With heavy heart I watched him walk with Kearns to the narrow aperture. Something nagged at me. There was something I needed to ask him, something important, something I should remember but was forgetting.

“How long should we wait?” called Malachi.

“Wait for what?” Kearns asked.

“How long should we wait before coming after you?”

Kearns shook his head. “Don’t come after us.”

At the wall Kearns made a grand, sweeping gesture, extending the honor of going first to the monstrumologist. A moment later they were gone, the gentle glow of their lamp fading quickly as they slid out of sight in pursuit of the matriarch and the last of her brood.

Malachi did not speak for several moments. He walked over to the felled Anthropophagi and poked the one shot twice in the back with the muzzle of his rifle. “That’s mine there,” he said, pointing to the blackened hole in the middle of its back. “The second shot-the killing shot.”

“Then you saved my life,” I said.

“Do you think it works that way, Will? Now I have only five more for which to atone?”

“You couldn’t help them,” I offered. “You were trapped in your room. And you couldn’t help Elizabeth, either, not really. How could you have saved her, Malachi?”

He didn’t answer. “It feels like a dream,” he said instead, after a pensive pause. He was looking at the body lying at his feet. “Not this. My life before this, before them. You would think the opposite would be true. It’s very strange, Will.”

He told me what had happened after I’d last seen him in the passage connecting the devil’s manger to the nesting chamber, confirming at least part of Kearns ’s rendition. They had indeed discovered two main arteries whose directions seemed to tend downward. He and the doctor had taken one and Kearns the other-apparently the one into which the abandoned Anthropophagus and I had tumbled. I suspected Kearns, the expert tracker, had noted the signs of our scuffle and knew-but did not tell the others-precisely where I had gone, choosing not to inform them of this intelligence.

The passage, Malachi related, connected to countless others, and at each branch or juncture they chose the downward path. Halfway to this final hiding place, he surmised, the doctor stumbled upon her trail, fresh tracks left in the moist soil, and they followed them until they reached the chamber in which we now waited for the doctor’s return.

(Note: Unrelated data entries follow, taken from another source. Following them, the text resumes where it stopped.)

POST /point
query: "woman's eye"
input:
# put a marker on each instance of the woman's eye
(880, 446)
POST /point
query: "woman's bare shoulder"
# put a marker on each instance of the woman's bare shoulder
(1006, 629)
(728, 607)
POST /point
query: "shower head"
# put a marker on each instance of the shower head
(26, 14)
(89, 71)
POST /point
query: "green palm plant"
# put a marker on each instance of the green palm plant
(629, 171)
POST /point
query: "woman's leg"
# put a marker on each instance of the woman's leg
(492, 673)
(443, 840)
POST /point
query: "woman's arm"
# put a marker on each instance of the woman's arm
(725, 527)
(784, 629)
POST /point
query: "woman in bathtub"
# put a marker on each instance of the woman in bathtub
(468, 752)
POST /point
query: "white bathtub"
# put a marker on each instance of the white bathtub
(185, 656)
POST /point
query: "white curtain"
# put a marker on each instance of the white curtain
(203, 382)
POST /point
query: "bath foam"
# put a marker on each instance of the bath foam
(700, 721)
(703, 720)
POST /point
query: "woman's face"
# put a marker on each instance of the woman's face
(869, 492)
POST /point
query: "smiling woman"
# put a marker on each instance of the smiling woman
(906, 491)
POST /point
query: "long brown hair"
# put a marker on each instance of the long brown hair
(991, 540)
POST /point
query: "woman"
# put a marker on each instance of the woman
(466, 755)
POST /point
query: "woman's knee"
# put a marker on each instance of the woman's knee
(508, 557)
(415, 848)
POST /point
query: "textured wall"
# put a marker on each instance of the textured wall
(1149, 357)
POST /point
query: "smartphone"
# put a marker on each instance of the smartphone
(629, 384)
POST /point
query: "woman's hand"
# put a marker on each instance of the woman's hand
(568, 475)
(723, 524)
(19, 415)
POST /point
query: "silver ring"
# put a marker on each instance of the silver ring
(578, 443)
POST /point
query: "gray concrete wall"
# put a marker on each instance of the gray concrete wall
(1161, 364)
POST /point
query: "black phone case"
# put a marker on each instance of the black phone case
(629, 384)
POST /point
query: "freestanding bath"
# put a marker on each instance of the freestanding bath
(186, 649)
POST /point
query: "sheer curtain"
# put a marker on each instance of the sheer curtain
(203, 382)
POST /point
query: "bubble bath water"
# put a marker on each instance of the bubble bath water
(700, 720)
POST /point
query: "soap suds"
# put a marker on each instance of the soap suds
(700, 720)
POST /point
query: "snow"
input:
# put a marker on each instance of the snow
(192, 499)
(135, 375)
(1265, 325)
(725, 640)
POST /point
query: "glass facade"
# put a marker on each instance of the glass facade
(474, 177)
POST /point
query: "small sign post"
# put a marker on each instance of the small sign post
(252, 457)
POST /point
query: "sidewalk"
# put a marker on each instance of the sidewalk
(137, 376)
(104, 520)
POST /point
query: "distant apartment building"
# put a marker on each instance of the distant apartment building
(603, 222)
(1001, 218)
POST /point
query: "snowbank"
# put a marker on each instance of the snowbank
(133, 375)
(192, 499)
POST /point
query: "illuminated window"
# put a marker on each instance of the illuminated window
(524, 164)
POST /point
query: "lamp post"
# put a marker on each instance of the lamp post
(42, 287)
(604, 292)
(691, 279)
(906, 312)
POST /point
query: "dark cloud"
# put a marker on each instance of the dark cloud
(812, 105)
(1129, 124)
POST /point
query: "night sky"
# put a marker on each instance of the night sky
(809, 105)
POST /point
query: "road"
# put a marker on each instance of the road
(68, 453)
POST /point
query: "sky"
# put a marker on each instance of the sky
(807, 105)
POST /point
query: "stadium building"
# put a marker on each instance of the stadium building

“It came out over there,” he said, pointing to a spot in the shadows directly across from the bodies. “We knew Kearns must have found it first, for we saw the light within and heard the sound of gunfire. But I never expected you would be here, Will.”

“Neither did I.”

He leaned on his rifle, and his weight forced its butt to slowly sink into the soft soil. He lifted it out and watched water seep into the indenture.